Poco se habla de este Vía Crucis procesional que lleva la friolera de 38 años celebrándose en Zamora en un ambiente de reflexión y silencio sólo roto por los sonidos de música sacra, "constituyendo uno de los momentos en los que la Semana Santa de Zamora se abraza con mayor intensidad a la austeridad castellana más pura". Es la más hermosa y solemne forma de honrar a Dios nuestro Señor y al primer santo mártir nacido en nuestra ciudad, San Alfonso Rodríguez, cuya imagen nos contempla desde la placita del Seminario. San Alfonso es el origen de este Vía Crucis "Jesús, Rey de los Mártires", ya que su creación coincide con la canonización del misionero zamorano.

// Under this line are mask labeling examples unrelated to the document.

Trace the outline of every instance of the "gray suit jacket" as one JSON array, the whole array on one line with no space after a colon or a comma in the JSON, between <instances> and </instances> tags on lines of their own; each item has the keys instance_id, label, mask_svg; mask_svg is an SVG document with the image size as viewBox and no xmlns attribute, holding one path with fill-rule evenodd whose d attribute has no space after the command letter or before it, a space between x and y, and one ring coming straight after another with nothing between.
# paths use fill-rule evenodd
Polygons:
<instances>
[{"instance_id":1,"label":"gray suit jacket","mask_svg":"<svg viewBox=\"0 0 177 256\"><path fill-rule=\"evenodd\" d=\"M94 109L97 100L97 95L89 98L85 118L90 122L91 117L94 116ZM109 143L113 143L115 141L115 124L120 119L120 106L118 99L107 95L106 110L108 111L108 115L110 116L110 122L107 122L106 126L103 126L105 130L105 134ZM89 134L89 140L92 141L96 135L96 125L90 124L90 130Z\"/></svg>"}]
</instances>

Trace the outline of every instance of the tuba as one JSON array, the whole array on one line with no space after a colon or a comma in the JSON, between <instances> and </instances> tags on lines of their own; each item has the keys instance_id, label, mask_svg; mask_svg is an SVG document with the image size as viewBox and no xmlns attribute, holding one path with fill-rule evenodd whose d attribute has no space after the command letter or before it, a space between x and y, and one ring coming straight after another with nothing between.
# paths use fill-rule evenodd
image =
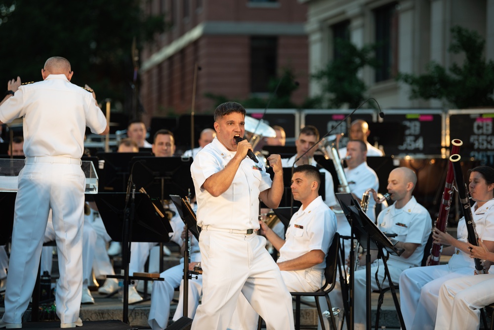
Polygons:
<instances>
[{"instance_id":1,"label":"tuba","mask_svg":"<svg viewBox=\"0 0 494 330\"><path fill-rule=\"evenodd\" d=\"M330 159L333 162L338 176L338 181L339 182L338 191L340 193L349 194L350 188L348 187L348 182L346 180L345 172L343 170L343 166L341 166L341 161L340 160L337 146L338 140L342 136L342 133L341 134L334 134L324 138L321 141L319 149L324 154L325 158Z\"/></svg>"}]
</instances>

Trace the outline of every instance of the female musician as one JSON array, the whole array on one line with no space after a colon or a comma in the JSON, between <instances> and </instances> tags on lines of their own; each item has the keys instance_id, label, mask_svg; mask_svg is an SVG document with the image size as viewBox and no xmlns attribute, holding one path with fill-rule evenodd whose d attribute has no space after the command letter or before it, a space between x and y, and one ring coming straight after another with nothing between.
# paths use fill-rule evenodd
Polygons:
<instances>
[{"instance_id":1,"label":"female musician","mask_svg":"<svg viewBox=\"0 0 494 330\"><path fill-rule=\"evenodd\" d=\"M479 241L469 244L471 258L494 261L494 253ZM454 279L444 283L439 290L436 330L478 329L480 310L494 302L494 274L482 274Z\"/></svg>"},{"instance_id":2,"label":"female musician","mask_svg":"<svg viewBox=\"0 0 494 330\"><path fill-rule=\"evenodd\" d=\"M476 167L469 177L469 190L476 201L472 212L477 232L488 249L494 251L494 169ZM474 274L464 218L458 223L457 237L435 230L434 243L451 246L444 248L442 253L452 255L448 264L410 268L400 277L402 312L408 329L434 329L441 286L448 280Z\"/></svg>"}]
</instances>

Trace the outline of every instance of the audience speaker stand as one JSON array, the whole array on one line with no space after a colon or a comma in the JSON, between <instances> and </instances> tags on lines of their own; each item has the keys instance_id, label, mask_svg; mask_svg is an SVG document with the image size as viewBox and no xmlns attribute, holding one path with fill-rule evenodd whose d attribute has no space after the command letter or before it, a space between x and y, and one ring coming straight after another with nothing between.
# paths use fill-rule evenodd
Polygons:
<instances>
[{"instance_id":1,"label":"audience speaker stand","mask_svg":"<svg viewBox=\"0 0 494 330\"><path fill-rule=\"evenodd\" d=\"M185 224L185 232L188 233L190 231L199 242L199 234L201 233L201 229L197 226L196 214L192 210L192 207L188 201L185 198L180 198L180 197L177 195L170 195L170 198L177 207L178 213L180 214L180 217L182 218L184 223ZM187 235L188 239L188 234ZM189 280L192 278L193 276L195 276L196 278L197 278L198 275L202 274L202 271L189 270L189 263L190 261L190 251L189 250L190 248L190 246L189 245L187 248L184 249L183 316L174 322L170 327L166 328L169 330L173 330L173 329L183 330L183 329L190 329L190 327L186 328L186 327L189 324L192 324L192 319L187 317L187 315L189 315ZM174 328L171 328L174 325ZM179 328L177 328L177 327Z\"/></svg>"},{"instance_id":2,"label":"audience speaker stand","mask_svg":"<svg viewBox=\"0 0 494 330\"><path fill-rule=\"evenodd\" d=\"M396 248L396 244L397 241L392 242L390 240L384 233L382 233L369 217L364 212L360 207L360 205L352 196L351 194L338 193L336 194L336 198L339 202L341 208L343 210L347 219L350 223L351 227L351 243L350 247L353 247L353 240L355 237L360 243L362 247L366 247L367 249L367 253L366 255L366 317L367 329L371 329L371 302L370 302L370 250L377 250L378 251L378 258L380 258L383 262L384 266L385 276L388 278L389 283L389 288L393 295L393 299L395 303L395 307L396 308L396 312L398 314L398 318L400 320L400 324L401 325L401 329L406 330L405 323L403 322L403 317L402 315L401 309L400 308L400 303L398 297L396 296L396 291L395 289L394 285L391 281L391 276L389 275L389 271L388 269L388 265L386 263L386 258L384 255L383 250L385 249L388 252L400 256L404 252L405 249ZM353 248L351 248L350 251L350 264L355 264L355 258L356 256L354 254ZM347 313L345 312L345 317L347 318L347 324L349 329L353 330L354 329L354 269L353 267L350 267L350 283L349 286L349 294L348 301L343 302L345 304L345 310L348 308L349 312Z\"/></svg>"},{"instance_id":3,"label":"audience speaker stand","mask_svg":"<svg viewBox=\"0 0 494 330\"><path fill-rule=\"evenodd\" d=\"M129 276L130 244L132 242L167 243L172 232L161 203L153 203L147 195L135 193L135 186L129 180L127 192L103 193L94 196L105 228L112 239L122 243L123 275L107 277L124 280L123 322L128 322L128 286L135 280L149 280L147 277ZM161 278L155 281L163 281Z\"/></svg>"}]
</instances>

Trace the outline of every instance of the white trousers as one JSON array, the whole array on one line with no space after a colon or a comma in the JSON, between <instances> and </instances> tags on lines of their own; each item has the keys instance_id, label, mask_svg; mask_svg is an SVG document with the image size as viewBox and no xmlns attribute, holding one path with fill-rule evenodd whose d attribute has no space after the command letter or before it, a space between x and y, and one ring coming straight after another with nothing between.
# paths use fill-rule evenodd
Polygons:
<instances>
[{"instance_id":1,"label":"white trousers","mask_svg":"<svg viewBox=\"0 0 494 330\"><path fill-rule=\"evenodd\" d=\"M7 277L7 268L8 267L8 256L5 251L5 246L0 246L0 280Z\"/></svg>"},{"instance_id":2,"label":"white trousers","mask_svg":"<svg viewBox=\"0 0 494 330\"><path fill-rule=\"evenodd\" d=\"M56 239L55 229L52 220L51 212L48 217L46 230L44 233L43 242L50 242ZM84 220L82 228L82 287L87 288L92 282L93 260L94 259L95 248L96 242L96 232L91 224ZM53 247L43 247L41 254L41 274L45 271L51 274L53 261Z\"/></svg>"},{"instance_id":3,"label":"white trousers","mask_svg":"<svg viewBox=\"0 0 494 330\"><path fill-rule=\"evenodd\" d=\"M155 281L153 282L153 291L151 293L151 306L149 310L148 323L153 330L162 330L166 328L168 319L170 316L170 304L173 298L173 293L175 288L180 287L181 302L179 301L177 306L177 311L179 308L180 311L178 314L183 314L183 290L184 264L182 262L178 265L168 268L160 275L165 281ZM189 280L189 295L188 299L188 314L191 318L194 317L196 309L199 304L200 293L202 288L202 277L199 275L198 278L193 278ZM174 321L178 320L182 315L178 315L175 312ZM176 319L174 318L176 317Z\"/></svg>"},{"instance_id":4,"label":"white trousers","mask_svg":"<svg viewBox=\"0 0 494 330\"><path fill-rule=\"evenodd\" d=\"M128 264L128 274L144 271L144 265L149 257L149 273L160 272L160 247L158 243L147 242L133 242L130 243L130 261Z\"/></svg>"},{"instance_id":5,"label":"white trousers","mask_svg":"<svg viewBox=\"0 0 494 330\"><path fill-rule=\"evenodd\" d=\"M94 271L94 275L97 279L105 278L106 275L115 275L115 271L113 269L111 261L110 260L110 257L106 251L106 243L111 240L110 236L106 231L105 225L103 223L101 217L99 215L94 217L94 220L90 221L90 218L93 217L93 212L89 216L84 218L85 219L89 218L88 221L84 222L84 227L85 223L89 222L94 231L96 232L96 239L94 245L94 259L93 261L93 270Z\"/></svg>"},{"instance_id":6,"label":"white trousers","mask_svg":"<svg viewBox=\"0 0 494 330\"><path fill-rule=\"evenodd\" d=\"M468 267L452 269L449 264L407 269L400 277L400 304L409 330L433 329L439 289L448 280L472 275Z\"/></svg>"},{"instance_id":7,"label":"white trousers","mask_svg":"<svg viewBox=\"0 0 494 330\"><path fill-rule=\"evenodd\" d=\"M483 274L447 281L439 290L436 330L480 327L480 310L494 302L494 275Z\"/></svg>"},{"instance_id":8,"label":"white trousers","mask_svg":"<svg viewBox=\"0 0 494 330\"><path fill-rule=\"evenodd\" d=\"M324 284L323 269L281 271L283 282L290 292L314 292ZM326 301L326 299L324 299ZM325 311L326 310L323 310ZM237 308L230 322L229 330L255 330L259 315L243 294L239 296ZM329 329L329 328L327 328Z\"/></svg>"},{"instance_id":9,"label":"white trousers","mask_svg":"<svg viewBox=\"0 0 494 330\"><path fill-rule=\"evenodd\" d=\"M193 330L226 329L241 292L267 329L293 329L291 295L265 246L266 239L255 234L201 232L203 300Z\"/></svg>"},{"instance_id":10,"label":"white trousers","mask_svg":"<svg viewBox=\"0 0 494 330\"><path fill-rule=\"evenodd\" d=\"M62 323L77 321L82 296L84 173L79 165L27 164L19 175L5 314L21 323L38 276L51 207L58 251L57 314Z\"/></svg>"}]
</instances>

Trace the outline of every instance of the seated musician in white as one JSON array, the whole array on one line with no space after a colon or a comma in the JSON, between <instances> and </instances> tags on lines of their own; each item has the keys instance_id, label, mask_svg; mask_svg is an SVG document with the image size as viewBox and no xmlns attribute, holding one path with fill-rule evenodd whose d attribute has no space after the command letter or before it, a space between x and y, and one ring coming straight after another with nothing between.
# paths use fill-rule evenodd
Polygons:
<instances>
[{"instance_id":1,"label":"seated musician in white","mask_svg":"<svg viewBox=\"0 0 494 330\"><path fill-rule=\"evenodd\" d=\"M391 279L395 284L398 283L400 275L404 270L420 265L424 248L432 227L429 212L412 195L416 183L416 175L410 168L398 167L391 171L388 178L387 189L394 203L381 212L377 217L379 229L384 233L397 234L393 238L398 241L395 247L405 249L400 256L390 254L387 259ZM366 288L370 286L372 290L378 289L375 274L381 288L389 286L387 279L383 281L385 272L382 260L376 259L377 251L372 250L370 252L370 283L366 283L365 268L354 273L354 329L357 330L366 329ZM365 256L360 257L360 264L363 265ZM402 289L401 286L400 289ZM331 291L330 297L332 298L334 291Z\"/></svg>"},{"instance_id":2,"label":"seated musician in white","mask_svg":"<svg viewBox=\"0 0 494 330\"><path fill-rule=\"evenodd\" d=\"M320 184L319 172L315 166L301 165L294 169L291 191L293 199L301 202L302 206L290 220L286 240L259 222L266 238L280 251L277 263L290 291L314 292L325 282L326 253L336 231L336 219L319 196ZM228 329L255 329L257 318L241 294Z\"/></svg>"}]
</instances>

La Zamora antigua y señorial, cuajada de templos románicos y de "palomarcicos" monjiles que han ido desapareciendo con el paso de los años, será el punto de atención y de atracción de propios y extraños, el Domingo de Ramos, teniendo como lugar de partida uno de los conventos más queridos, el del Corpus Christi de sor Mercedes, en cuya iglesia reposa en su tránsito hacia el cielo una Virgen de leyenda.

Quiero pedir a los zamoranos y a los que no lo son, que no dejen de participar en este Vía Crucis, presenciándolo desde las aceras, como cuando pasan la Borriquita, o el Yacente o el Nazareno de San Frontis o la Virgen de la Soledad. Porque los momentos que se suceden son únicos y porque en cada uno de ellos están representados los mártires de todos los tiempos, los de antaño y los de hogaño, y porque el esfuerzo de sus organizadores da un resultado brillante, emotivo, espiritual, extraordinario.

Los itinerarios de la Semana de Pasión zamorana debieran recoger este hito que no puede ni debe pasar desapercibido. A sus organizadores, a todos, gracias por no desfallecer, gracias por hacer, en Semana Santa, más auténtica, religiosa y espiritual a Zamora.